A healthy 80 years-old patient, living in a rural area, came to the ophthalmology department for a progressive bilateral blurry vision back three years ago. The patient is illiterate and after a piece of advice from his entourage, went to a traditional healer who performed couching of the cataractous crystalline lens of his left eye for about 120 euros four months ago. The patient didn’t feel any improvement in his visual acuity and decided to visit the ophthalmology department. Best-corrected visual acuity (BCVA) was counting fingers in both eyes. The examination of the right eye showed a mature white cataract. Slit-lamp biomicroscopy of the left eye showed conjunctival hyperemia, protein Tyndall effect on the anterior chamber, aphakia associated with vitritis. The intraocular pressure (IOP) was 30 mmHg. Dilated-fundus examination showed a hypermature cataractous lens completely dislocated into the vitreous cavity without any retinal detachment. B-mode ultrasonography showed the completely dislocated lens surrounded by vitreous inflammation in the left eye without any retinal detachment in both eyes. We started an oral antibiotic and corticosteroid therapy leading to a regression of the inflammatory reaction of the anterior chamber and the vitreous. Then, under sub-Tenon’s anaesthesia, we performed through standard closed three-port incisions a total pars plana vitrectomy with an emphasis on the vitreous fibres around the dislocated lens. We realized, under continuous irrigation, an intravitreal phacofragmentation of the dislocated cataractous lens. At that time, we made a complete checking of the retina locking for any retinal tear. Finally, we made anterior chamber iris fixation of an intraocular lens (IFIOL). The evolution was positively marked by normalization of the IOP and improvement of the BCVA to 20/25 one month after surgery. Afterward, we performed phacoemulsification of the right eye. There wasn’t any complication after one year of follow-up.

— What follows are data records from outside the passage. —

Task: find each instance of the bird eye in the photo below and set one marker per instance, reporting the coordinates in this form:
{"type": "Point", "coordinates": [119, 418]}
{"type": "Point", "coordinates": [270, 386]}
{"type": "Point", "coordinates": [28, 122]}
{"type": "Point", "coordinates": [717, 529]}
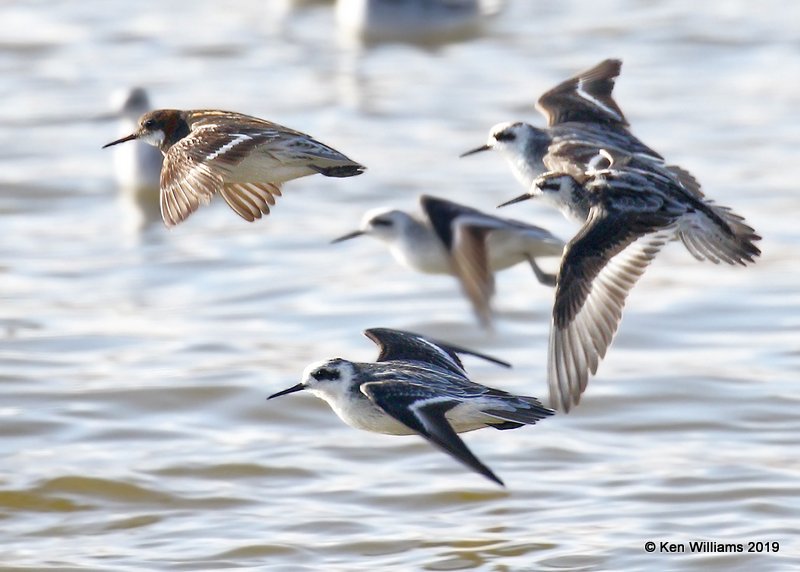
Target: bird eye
{"type": "Point", "coordinates": [324, 374]}
{"type": "Point", "coordinates": [505, 136]}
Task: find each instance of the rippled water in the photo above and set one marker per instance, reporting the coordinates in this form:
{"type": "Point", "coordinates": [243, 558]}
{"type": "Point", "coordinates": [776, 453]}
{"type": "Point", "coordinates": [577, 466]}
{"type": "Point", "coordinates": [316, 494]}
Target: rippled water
{"type": "Point", "coordinates": [136, 362]}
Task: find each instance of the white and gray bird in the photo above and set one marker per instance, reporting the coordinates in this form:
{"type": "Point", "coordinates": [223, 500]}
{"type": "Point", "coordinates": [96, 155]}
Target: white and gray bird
{"type": "Point", "coordinates": [450, 238]}
{"type": "Point", "coordinates": [137, 168]}
{"type": "Point", "coordinates": [628, 214]}
{"type": "Point", "coordinates": [583, 119]}
{"type": "Point", "coordinates": [418, 386]}
{"type": "Point", "coordinates": [243, 158]}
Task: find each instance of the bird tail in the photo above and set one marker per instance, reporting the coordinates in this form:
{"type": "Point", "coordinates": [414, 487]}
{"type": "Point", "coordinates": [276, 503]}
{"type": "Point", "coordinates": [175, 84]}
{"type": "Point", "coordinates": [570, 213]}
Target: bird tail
{"type": "Point", "coordinates": [521, 411]}
{"type": "Point", "coordinates": [719, 235]}
{"type": "Point", "coordinates": [340, 171]}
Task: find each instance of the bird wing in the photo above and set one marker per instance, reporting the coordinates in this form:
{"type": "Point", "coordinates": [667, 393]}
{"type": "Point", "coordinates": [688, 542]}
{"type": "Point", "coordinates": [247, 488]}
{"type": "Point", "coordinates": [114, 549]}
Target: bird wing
{"type": "Point", "coordinates": [601, 264]}
{"type": "Point", "coordinates": [186, 183]}
{"type": "Point", "coordinates": [196, 166]}
{"type": "Point", "coordinates": [401, 345]}
{"type": "Point", "coordinates": [585, 97]}
{"type": "Point", "coordinates": [423, 411]}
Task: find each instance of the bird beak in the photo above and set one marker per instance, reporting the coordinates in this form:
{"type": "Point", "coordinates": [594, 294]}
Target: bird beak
{"type": "Point", "coordinates": [130, 137]}
{"type": "Point", "coordinates": [293, 389]}
{"type": "Point", "coordinates": [348, 236]}
{"type": "Point", "coordinates": [518, 199]}
{"type": "Point", "coordinates": [476, 150]}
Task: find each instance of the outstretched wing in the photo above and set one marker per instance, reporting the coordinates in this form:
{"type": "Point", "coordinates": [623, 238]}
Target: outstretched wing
{"type": "Point", "coordinates": [423, 411]}
{"type": "Point", "coordinates": [585, 97]}
{"type": "Point", "coordinates": [402, 345]}
{"type": "Point", "coordinates": [195, 168]}
{"type": "Point", "coordinates": [600, 266]}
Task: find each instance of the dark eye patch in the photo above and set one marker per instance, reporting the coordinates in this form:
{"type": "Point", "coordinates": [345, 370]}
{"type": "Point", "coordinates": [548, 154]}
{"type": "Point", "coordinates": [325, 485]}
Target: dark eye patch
{"type": "Point", "coordinates": [325, 374]}
{"type": "Point", "coordinates": [506, 135]}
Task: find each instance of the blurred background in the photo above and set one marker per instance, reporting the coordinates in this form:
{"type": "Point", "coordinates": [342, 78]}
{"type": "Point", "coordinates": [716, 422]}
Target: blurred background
{"type": "Point", "coordinates": [136, 360]}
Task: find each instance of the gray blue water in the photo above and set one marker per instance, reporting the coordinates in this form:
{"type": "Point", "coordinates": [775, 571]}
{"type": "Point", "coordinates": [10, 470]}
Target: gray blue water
{"type": "Point", "coordinates": [136, 361]}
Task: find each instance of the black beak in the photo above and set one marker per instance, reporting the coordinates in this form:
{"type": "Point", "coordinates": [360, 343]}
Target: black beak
{"type": "Point", "coordinates": [293, 389]}
{"type": "Point", "coordinates": [130, 137]}
{"type": "Point", "coordinates": [347, 236]}
{"type": "Point", "coordinates": [476, 150]}
{"type": "Point", "coordinates": [518, 199]}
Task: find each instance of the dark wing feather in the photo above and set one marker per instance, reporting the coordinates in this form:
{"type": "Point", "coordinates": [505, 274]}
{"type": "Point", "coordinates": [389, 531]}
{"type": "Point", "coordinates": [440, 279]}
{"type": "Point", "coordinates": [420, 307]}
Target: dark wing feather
{"type": "Point", "coordinates": [585, 97]}
{"type": "Point", "coordinates": [401, 345]}
{"type": "Point", "coordinates": [601, 265]}
{"type": "Point", "coordinates": [186, 183]}
{"type": "Point", "coordinates": [423, 411]}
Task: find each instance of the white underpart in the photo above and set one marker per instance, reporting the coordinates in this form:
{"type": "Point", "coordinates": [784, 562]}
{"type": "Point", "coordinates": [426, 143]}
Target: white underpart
{"type": "Point", "coordinates": [596, 101]}
{"type": "Point", "coordinates": [237, 139]}
{"type": "Point", "coordinates": [154, 138]}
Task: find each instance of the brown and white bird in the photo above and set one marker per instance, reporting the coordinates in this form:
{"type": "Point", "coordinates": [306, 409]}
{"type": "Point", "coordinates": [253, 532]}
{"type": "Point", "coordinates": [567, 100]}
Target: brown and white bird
{"type": "Point", "coordinates": [582, 118]}
{"type": "Point", "coordinates": [243, 158]}
{"type": "Point", "coordinates": [628, 215]}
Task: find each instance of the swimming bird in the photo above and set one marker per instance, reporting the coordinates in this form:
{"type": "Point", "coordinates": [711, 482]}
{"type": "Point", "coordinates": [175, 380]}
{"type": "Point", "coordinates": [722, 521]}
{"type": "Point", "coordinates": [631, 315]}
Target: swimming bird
{"type": "Point", "coordinates": [418, 386]}
{"type": "Point", "coordinates": [245, 159]}
{"type": "Point", "coordinates": [628, 214]}
{"type": "Point", "coordinates": [583, 118]}
{"type": "Point", "coordinates": [450, 238]}
{"type": "Point", "coordinates": [423, 21]}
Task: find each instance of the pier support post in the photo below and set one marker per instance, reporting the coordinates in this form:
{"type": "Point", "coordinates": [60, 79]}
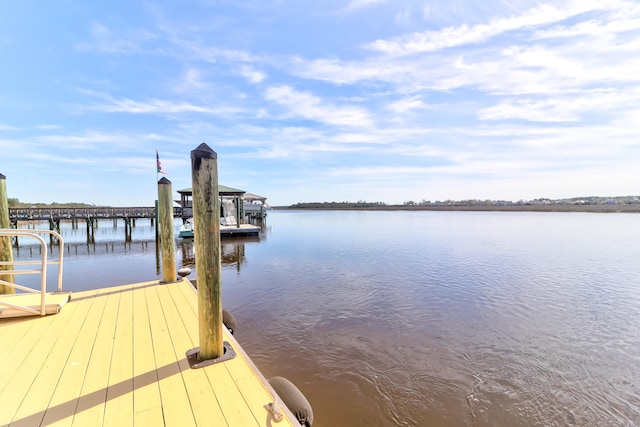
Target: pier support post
{"type": "Point", "coordinates": [165, 222]}
{"type": "Point", "coordinates": [6, 251]}
{"type": "Point", "coordinates": [206, 225]}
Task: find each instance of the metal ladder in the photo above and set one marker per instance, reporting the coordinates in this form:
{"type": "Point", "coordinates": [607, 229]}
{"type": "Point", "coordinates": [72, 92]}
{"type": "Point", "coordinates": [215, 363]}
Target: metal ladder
{"type": "Point", "coordinates": [42, 271]}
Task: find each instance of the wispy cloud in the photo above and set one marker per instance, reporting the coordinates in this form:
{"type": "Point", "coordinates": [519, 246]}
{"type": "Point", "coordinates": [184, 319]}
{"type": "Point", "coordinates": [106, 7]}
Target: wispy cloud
{"type": "Point", "coordinates": [430, 41]}
{"type": "Point", "coordinates": [308, 106]}
{"type": "Point", "coordinates": [358, 4]}
{"type": "Point", "coordinates": [157, 106]}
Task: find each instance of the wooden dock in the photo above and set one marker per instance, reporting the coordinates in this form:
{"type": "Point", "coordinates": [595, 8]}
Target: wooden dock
{"type": "Point", "coordinates": [117, 357]}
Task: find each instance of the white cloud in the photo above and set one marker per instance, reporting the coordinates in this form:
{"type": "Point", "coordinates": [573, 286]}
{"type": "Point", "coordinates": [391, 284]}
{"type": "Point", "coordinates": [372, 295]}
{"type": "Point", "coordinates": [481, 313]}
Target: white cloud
{"type": "Point", "coordinates": [158, 106]}
{"type": "Point", "coordinates": [358, 4]}
{"type": "Point", "coordinates": [308, 106]}
{"type": "Point", "coordinates": [430, 41]}
{"type": "Point", "coordinates": [252, 75]}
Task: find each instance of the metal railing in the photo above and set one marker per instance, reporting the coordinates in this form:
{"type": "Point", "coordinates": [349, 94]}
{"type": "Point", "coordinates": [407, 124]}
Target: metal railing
{"type": "Point", "coordinates": [43, 263]}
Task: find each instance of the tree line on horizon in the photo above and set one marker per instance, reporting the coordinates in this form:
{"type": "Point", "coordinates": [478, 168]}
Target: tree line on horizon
{"type": "Point", "coordinates": [590, 200]}
{"type": "Point", "coordinates": [15, 203]}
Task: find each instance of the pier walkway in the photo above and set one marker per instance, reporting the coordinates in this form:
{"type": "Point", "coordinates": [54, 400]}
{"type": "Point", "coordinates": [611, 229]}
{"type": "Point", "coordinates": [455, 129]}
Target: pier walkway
{"type": "Point", "coordinates": [116, 357]}
{"type": "Point", "coordinates": [44, 214]}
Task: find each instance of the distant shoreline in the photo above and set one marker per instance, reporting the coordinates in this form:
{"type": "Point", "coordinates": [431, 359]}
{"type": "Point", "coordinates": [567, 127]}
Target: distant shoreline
{"type": "Point", "coordinates": [617, 208]}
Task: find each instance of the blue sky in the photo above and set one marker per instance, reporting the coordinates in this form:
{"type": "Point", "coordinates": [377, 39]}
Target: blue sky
{"type": "Point", "coordinates": [306, 100]}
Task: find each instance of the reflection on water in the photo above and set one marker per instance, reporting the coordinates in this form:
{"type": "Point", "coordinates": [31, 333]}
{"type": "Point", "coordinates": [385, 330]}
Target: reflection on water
{"type": "Point", "coordinates": [115, 257]}
{"type": "Point", "coordinates": [426, 318]}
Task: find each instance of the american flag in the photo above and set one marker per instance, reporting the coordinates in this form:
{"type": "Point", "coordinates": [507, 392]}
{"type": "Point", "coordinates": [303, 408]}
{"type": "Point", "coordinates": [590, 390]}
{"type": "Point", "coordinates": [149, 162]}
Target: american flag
{"type": "Point", "coordinates": [159, 166]}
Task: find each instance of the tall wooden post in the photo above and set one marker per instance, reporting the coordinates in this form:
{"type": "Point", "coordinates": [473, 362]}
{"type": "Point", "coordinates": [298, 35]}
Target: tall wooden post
{"type": "Point", "coordinates": [165, 226]}
{"type": "Point", "coordinates": [6, 252]}
{"type": "Point", "coordinates": [206, 230]}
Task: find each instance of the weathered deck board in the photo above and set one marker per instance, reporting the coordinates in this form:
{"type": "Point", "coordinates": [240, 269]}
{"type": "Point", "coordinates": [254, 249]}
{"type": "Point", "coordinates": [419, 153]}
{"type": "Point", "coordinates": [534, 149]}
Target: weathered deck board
{"type": "Point", "coordinates": [116, 357]}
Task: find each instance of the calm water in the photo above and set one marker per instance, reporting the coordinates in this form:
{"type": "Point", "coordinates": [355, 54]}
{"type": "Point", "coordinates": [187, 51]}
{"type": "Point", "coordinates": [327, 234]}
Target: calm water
{"type": "Point", "coordinates": [424, 318]}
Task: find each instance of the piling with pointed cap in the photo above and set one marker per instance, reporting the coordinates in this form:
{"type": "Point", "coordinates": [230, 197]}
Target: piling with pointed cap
{"type": "Point", "coordinates": [165, 225]}
{"type": "Point", "coordinates": [206, 230]}
{"type": "Point", "coordinates": [6, 252]}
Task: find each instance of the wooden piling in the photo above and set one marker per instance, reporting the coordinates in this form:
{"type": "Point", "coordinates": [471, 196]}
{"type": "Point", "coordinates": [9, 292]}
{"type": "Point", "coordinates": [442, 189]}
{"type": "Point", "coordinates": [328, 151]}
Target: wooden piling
{"type": "Point", "coordinates": [6, 251]}
{"type": "Point", "coordinates": [206, 225]}
{"type": "Point", "coordinates": [167, 240]}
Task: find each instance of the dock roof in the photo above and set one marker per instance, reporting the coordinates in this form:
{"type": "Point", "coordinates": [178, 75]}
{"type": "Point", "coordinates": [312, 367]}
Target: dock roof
{"type": "Point", "coordinates": [222, 189]}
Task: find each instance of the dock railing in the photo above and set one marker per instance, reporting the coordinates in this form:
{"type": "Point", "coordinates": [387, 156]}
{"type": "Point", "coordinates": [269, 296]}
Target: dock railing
{"type": "Point", "coordinates": [42, 271]}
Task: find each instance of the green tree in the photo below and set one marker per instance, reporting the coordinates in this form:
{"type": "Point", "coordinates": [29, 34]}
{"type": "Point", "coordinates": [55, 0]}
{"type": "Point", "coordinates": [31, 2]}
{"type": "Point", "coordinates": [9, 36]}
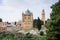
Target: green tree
{"type": "Point", "coordinates": [53, 24]}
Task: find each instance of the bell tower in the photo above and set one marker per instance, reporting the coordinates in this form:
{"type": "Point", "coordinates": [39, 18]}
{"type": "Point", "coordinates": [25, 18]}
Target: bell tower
{"type": "Point", "coordinates": [43, 16]}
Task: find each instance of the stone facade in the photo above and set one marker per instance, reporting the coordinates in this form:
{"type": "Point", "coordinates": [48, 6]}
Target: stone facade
{"type": "Point", "coordinates": [27, 21]}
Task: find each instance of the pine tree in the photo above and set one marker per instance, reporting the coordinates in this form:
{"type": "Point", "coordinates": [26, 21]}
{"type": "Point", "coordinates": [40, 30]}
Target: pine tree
{"type": "Point", "coordinates": [53, 24]}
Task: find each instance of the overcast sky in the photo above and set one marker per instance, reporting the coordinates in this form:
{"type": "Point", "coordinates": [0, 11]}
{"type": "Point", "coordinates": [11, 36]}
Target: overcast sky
{"type": "Point", "coordinates": [11, 10]}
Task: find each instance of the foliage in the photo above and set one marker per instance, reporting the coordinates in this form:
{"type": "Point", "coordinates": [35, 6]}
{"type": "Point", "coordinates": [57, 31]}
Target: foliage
{"type": "Point", "coordinates": [53, 24]}
{"type": "Point", "coordinates": [41, 33]}
{"type": "Point", "coordinates": [0, 20]}
{"type": "Point", "coordinates": [37, 23]}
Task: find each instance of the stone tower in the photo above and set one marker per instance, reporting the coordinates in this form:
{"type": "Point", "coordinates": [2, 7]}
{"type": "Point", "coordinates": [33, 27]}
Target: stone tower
{"type": "Point", "coordinates": [43, 16]}
{"type": "Point", "coordinates": [27, 20]}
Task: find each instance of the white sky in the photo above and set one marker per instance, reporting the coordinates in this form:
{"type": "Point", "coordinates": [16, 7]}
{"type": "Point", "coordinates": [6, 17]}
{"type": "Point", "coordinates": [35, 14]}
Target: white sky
{"type": "Point", "coordinates": [11, 10]}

Conclusion/Take Home Message:

Cataract surgery by couching is unfortunately still practiced in developing countries especially in rural areas among illiterate elderly subjects. It’s a dangerous and non-efficient practice that could lead to various complications: corneal dystrophy, glaucoma, phacoantigenic uveitis as it’s the case in our observation, retinal detachment or even endophtalmitis which may require evisceration in some cases. Pars plana vitrectomy associated with intravitreal phacofragmentation is a safe and effective surgical method for treating phacoantigenic uveitis and the completely dislocated crystalline lens after couching. A careful examination of the retina should be done intraoperatively and in the follow-up to look after any retinal tear. This ancestral method is no longer justified given the development of cataract surgery techniques currently available. Its eradication must go through the education of populations and the accessibility to health care in developing countries.